Hotel in Bakhmut after Russian shelling
Hotel Atlantic in Bakhmut city (Donetsk region of Ukraine) after Russian shelling or bombardment (Source: State Emergency Service of Ukraine/Wikimedia)

A Russian shell exploded on a hillside near an improvised medical facility, followed moments later by volleys of gunfire. After the field hospital in Bakhmut was repeatedly shelled and closed down, three more plastic bags were piled up in the driveway, awaiting transport.

According to Sergiy Stakhovsky, a Ukrainian tennis player and winemaker fighting in Bakhmut, Russians are emptying their prisons and sending their worst to die here while losing some of our best. It is not at all a fair trade,” he said.

Despite Russian offensives aiming to encircle Bakhmut, at least three crucial supply roads remain under Ukrainian control. Military traffic moves in and out of Bakhmut 24 hours a day, supplying ammunition, fuel, and meals to the front lines and transferring soldiers from the fighting positions to the rear outposts.

According to Ukrainian officials, roughly one-tenth of Bakhmut’s prewar civilian population remains.
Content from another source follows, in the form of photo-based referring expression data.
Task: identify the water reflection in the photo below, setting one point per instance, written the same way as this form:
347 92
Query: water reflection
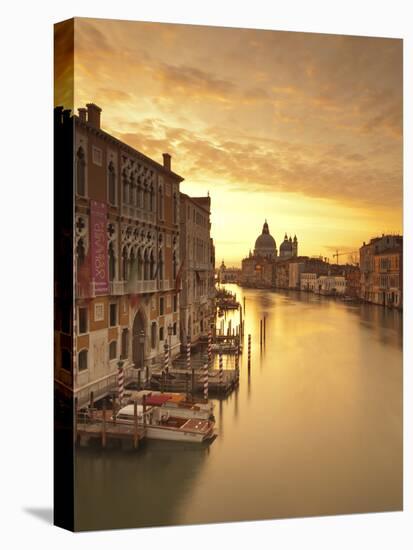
320 434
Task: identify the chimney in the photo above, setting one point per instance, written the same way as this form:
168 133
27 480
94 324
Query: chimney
93 115
82 114
166 161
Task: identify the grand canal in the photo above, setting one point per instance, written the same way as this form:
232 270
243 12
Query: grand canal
315 429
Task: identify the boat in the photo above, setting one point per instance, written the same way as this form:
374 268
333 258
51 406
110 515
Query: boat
176 404
160 424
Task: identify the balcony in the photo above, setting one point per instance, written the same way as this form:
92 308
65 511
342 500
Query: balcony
117 288
85 290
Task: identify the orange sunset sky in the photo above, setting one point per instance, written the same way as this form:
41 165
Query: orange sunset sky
302 129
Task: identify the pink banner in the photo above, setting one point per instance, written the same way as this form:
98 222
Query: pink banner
99 247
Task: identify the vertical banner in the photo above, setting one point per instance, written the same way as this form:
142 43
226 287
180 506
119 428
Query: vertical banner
99 247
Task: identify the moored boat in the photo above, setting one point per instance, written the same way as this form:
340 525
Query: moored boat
159 424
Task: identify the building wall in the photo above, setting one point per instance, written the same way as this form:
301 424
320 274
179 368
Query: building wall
198 271
143 254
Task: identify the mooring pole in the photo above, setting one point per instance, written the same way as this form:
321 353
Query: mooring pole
249 351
The zhduny, Russian sympathizers who anticipate a Russian occupation, as well as people who are too poor, old, or sick to leave, and Ukrainians who believe in the Ukrainian army’s ability to defend the city and eventually expel the Russians, are all present.

Officials opened a Resilience Center in an abandoned store earlier this month where Tetiana Shcherbak, a nurse, runs a program. Volunteers distribute tea, coffee, hot food, and medicines to local residents.

Visitors can charge their phones and other devices using a generator, and a Wi-Fi service lets them connect with family and friends. In addition, a TV on the wall broadcasts Ukrainian news to those who often have no clue what’s going on in the war, providing information and support.

Psychological help is critical in Bakhmut, according to Ms. Shcherbak. She stated that survivors can speak to one another, watch TV news, and consequently survive. Shcherbak has no intention of leaving. 

“Of course Bakhmut will hold out,” she said tearfully. “We believe in our soldiers, in our eagles, in our falcons. We’re Ukrainian.”